MORE: Recap the race | At-track photos: Martinsville

Feedback following the rain-shortened Long John Silver’s 200 after heavier rain washed over the 0.526-mile facility was generally positive — notably from two Cup Series veterans.

Trucks racing in the rain at Martinsville Speedway
Jared C. Tilton | Getty Images

“I thought it was great,” Ross Chastain told “I thought they did a good job to get the track dry of like standing water and then let us go. Tire had plenty of grip. This generation of rain tire, really everything I’ve seen out of it, is OK and right for the situation.”

Though the asphalt straightaways were still wet, the concrete corners dried significantly as the run went on. That blistered Chastain’s tires — “blew apart basically the tread” — and eventually landed his No. 41 Chevrolet a lap down. That didn’t dissuade last year’s Martinsville star from advocating for more wet-weather tires in future situations.

“I saw other guys being fine. They were a half second, maybe a second faster than me at the end,” Chastain said. “That’s something that we’ll learn, right? Niece and (crew chief) Mike Hillman will learn about the rain tires now. And then we went back to slicks, and everything was fine. The track still had wet spots, but everybody raced good.”

Two-time Cup Series champion Kyle Busch found early success on the wets, moving past polesitter Zane Smith for the early lead.

“For us, it was good,” said Busch, the winningest driver in Truck Series history. “I thought we were fast. We were able to hold on to it really well. A couple of the other guys seem to be struggling with it. But yeah, it was fine by me.”

Ultimately, the race was red-flagged for the second and final time at Lap 125 as rain moved back over the speedway. NASCAR officials deemed the event over, but some competitors wanted another shot to learn on the treaded tires.

“It rains again, and I’m like, ‘Hey, we’ve got another set of wets, let’s put them on and let’s keep learning. Let’s keep doing this,'” Chastain said. “I think this is the perfect scenario for racing in the rain, where the track won’t dry out. The tires will last longer. We won’t need those (competition) cautions to change them.

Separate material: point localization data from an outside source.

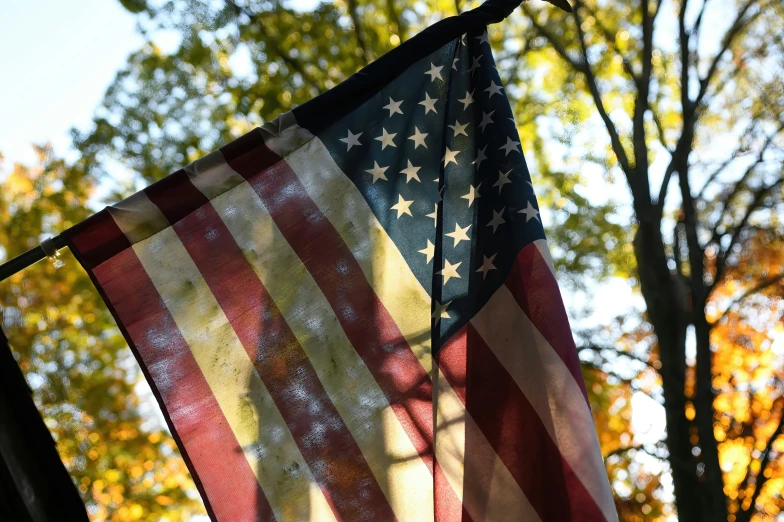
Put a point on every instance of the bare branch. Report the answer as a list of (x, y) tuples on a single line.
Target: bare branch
[(598, 349), (762, 285), (660, 129), (756, 203), (272, 42), (683, 39), (615, 139), (550, 37), (610, 37), (352, 9), (735, 29), (743, 179)]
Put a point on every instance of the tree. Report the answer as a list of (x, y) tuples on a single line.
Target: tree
[(704, 247), (694, 255), (76, 362)]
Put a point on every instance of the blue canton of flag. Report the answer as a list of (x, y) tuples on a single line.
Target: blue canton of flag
[(438, 147), (351, 312)]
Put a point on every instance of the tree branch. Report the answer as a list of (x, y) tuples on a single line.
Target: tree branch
[(737, 26), (272, 43), (352, 9), (742, 180), (598, 349), (762, 285), (761, 478), (660, 129), (615, 139)]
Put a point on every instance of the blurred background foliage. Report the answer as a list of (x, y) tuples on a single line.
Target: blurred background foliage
[(605, 126)]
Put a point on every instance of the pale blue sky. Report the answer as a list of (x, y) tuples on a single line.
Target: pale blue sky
[(57, 60), (59, 57)]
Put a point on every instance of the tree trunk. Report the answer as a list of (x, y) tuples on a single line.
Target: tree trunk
[(665, 302)]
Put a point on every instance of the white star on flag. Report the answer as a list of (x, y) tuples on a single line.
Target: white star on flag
[(450, 156), (494, 89), (429, 251), (530, 212), (460, 234), (440, 311), (434, 215), (475, 65), (480, 156), (351, 140), (429, 103), (473, 193), (386, 139), (468, 100), (434, 72), (459, 128), (503, 179), (419, 138), (402, 206), (393, 107), (449, 271), (510, 146), (497, 220), (411, 172), (487, 265), (486, 120), (377, 172)]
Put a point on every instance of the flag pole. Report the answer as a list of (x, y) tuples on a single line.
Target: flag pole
[(494, 11), (47, 248)]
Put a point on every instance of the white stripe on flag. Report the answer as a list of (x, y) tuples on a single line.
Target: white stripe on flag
[(250, 411), (551, 389), (409, 305)]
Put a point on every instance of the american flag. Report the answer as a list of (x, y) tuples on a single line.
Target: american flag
[(351, 314)]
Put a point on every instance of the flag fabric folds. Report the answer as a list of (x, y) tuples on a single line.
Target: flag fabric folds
[(351, 314)]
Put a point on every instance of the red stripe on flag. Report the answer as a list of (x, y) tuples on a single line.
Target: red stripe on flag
[(514, 430), (175, 196), (535, 289), (207, 441), (248, 154), (367, 323), (324, 440), (97, 238)]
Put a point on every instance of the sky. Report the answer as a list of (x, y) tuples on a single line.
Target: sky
[(59, 58)]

I think right now we could with this (rain), we will not dry the track out and we can keep running, and I’ll take that to NASCAR as my opinion.”

Busch was a little more hesitant but agreed it would have been worth a shot.

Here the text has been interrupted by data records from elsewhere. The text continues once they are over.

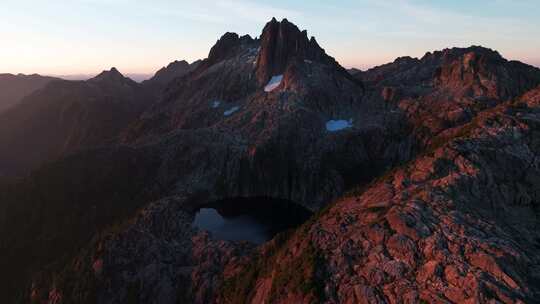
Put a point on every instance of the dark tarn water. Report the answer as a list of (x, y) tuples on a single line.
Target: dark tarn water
[(256, 220)]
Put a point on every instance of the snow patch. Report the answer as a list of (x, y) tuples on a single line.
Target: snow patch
[(231, 110), (337, 125), (273, 83)]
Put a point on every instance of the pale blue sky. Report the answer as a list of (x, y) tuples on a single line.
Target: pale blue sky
[(139, 36)]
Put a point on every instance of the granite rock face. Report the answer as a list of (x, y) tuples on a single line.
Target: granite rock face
[(457, 225)]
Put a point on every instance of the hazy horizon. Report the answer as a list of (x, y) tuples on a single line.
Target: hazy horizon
[(85, 37)]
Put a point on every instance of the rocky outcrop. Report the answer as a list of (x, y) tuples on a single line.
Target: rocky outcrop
[(282, 43), (458, 225), (167, 74), (453, 220)]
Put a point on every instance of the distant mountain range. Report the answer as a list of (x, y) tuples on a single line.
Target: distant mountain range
[(423, 174)]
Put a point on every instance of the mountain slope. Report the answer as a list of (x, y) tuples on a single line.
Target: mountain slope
[(65, 116), (438, 154), (457, 225), (13, 88)]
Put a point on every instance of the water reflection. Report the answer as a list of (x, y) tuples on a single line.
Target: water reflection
[(255, 220)]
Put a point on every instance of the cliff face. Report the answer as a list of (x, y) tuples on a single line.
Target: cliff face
[(424, 173), (457, 225)]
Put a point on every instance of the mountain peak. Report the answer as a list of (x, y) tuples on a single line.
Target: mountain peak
[(225, 46), (112, 75), (283, 42)]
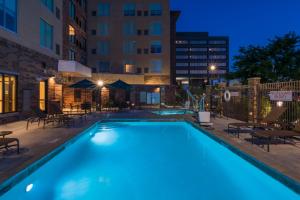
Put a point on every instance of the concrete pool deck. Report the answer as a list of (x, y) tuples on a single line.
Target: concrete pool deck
[(37, 142)]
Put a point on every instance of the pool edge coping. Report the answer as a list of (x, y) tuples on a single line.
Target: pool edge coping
[(289, 182), (10, 182)]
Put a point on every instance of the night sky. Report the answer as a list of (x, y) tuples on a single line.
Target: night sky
[(244, 21)]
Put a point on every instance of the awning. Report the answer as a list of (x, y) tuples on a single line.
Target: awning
[(84, 84), (73, 69)]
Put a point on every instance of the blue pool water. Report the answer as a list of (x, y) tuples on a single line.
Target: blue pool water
[(172, 112), (148, 161)]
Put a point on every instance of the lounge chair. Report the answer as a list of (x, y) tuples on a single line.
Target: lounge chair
[(6, 143), (268, 135), (271, 119)]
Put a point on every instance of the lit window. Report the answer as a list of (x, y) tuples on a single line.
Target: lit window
[(155, 9), (48, 3), (46, 34), (8, 85), (129, 9), (156, 66), (129, 47), (71, 34), (103, 48), (8, 14), (155, 28), (104, 9), (42, 98), (72, 10), (156, 47)]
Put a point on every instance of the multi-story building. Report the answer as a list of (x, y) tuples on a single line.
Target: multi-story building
[(30, 47), (74, 30), (200, 58), (131, 41)]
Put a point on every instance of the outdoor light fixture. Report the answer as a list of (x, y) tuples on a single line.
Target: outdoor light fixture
[(279, 103), (29, 187), (212, 68), (100, 83)]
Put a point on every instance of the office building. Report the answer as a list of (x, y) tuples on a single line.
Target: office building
[(200, 58)]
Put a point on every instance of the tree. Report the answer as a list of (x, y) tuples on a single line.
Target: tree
[(279, 60)]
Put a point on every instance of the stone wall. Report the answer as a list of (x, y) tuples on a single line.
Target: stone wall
[(30, 67)]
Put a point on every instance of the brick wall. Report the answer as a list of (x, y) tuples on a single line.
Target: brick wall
[(29, 66)]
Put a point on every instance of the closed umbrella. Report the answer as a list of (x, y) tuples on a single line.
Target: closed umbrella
[(84, 84)]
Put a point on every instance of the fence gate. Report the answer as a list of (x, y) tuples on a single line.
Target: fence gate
[(237, 106), (286, 94)]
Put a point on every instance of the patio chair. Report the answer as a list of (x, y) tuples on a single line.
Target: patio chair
[(266, 123), (269, 135), (6, 143), (36, 116), (57, 116)]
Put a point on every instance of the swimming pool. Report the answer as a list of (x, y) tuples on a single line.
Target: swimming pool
[(172, 112), (147, 160)]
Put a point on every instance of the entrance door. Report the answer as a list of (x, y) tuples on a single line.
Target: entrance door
[(27, 98)]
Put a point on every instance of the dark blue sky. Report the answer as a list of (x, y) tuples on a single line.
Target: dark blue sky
[(244, 21)]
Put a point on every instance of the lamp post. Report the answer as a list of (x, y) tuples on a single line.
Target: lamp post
[(210, 68), (100, 84)]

“Right now, I mean honestly, this is a little bit heavy of a rain, maybe depending on the spray, but we didn’t even give it a chance,” he said.

Heim managed to pass Busch for the lead on slicks on a Lap 43 restart and was never passed again. But the driver of the No. 11 Toyota credited crew chief Scott Zipadelli for the opening stint on wets, nailing the tire setup to allow Heim to work from fourth to second and have a shot at the lead.

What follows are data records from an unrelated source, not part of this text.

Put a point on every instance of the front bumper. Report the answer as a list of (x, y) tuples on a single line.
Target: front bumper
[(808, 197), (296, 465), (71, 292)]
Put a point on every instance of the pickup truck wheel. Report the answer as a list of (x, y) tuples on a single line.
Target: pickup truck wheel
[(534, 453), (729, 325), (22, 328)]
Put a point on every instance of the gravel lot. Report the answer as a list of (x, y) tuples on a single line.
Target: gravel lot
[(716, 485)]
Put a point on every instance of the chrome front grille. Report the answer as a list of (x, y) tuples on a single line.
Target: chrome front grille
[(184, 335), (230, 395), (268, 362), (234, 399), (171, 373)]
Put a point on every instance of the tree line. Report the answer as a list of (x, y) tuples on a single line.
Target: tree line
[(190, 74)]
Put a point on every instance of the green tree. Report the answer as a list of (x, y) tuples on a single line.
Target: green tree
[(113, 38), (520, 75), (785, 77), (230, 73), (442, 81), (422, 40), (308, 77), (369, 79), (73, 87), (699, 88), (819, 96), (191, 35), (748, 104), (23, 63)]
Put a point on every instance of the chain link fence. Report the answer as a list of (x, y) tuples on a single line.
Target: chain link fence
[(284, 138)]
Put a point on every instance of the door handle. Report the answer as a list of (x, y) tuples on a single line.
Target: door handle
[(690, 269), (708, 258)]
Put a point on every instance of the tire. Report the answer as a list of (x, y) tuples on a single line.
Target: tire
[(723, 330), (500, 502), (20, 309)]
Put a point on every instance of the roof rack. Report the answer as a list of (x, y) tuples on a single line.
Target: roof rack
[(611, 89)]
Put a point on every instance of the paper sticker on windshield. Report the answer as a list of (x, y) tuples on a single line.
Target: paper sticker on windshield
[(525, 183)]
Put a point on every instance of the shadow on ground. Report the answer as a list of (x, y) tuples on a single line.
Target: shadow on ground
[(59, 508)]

“It seemed like a lot of people had a lot of different reactions with their trucks. I think it was all about air pressures,” Heim said. “Scott and my crew hit it on the dot right there and really gave us a good opportunity right there from the start.”

Another takeaway from the opening stint was just how much the tires wore. As rubber laid down and the track dried, lap times slowed significantly.

“Yeah, there was falloff. We need more tires like those,” Busch said.

A view of the Goodyear Eagle Wet-Weather Radials used in Friday night's Truck Series race.
Goodyear Eagle Wet-Weather Radials used Friday night. Photo by Sean Gardner of Getty Images.

NASCAR and Goodyear worked at Martinsville and Richmond Raceway to develop a tire capable of handling damp conditions on short ovals. That led to the introduction of a wet-weather package for most tracks 1 mile in length or shorter — the exceptions being Bristol Motor Speedway and Dover Motor Speedway.

“The testing they did, I didn’t put any stock into it. It was a water truck on a sunny day,” Chastain said. “Tonight, as a sport and industry, I think we will study this, and they (officials) will ask drivers up and down pit lane. And I will encourage drivers and NASCAR to talk and let’s get these Truck Series drivers — this field has the most knowledge now. And let’s learn from this for all of us because I’m telling you, man, I know it stinked to sit up there and the stands and watch this, but we could’ve finished this race in these conditions.”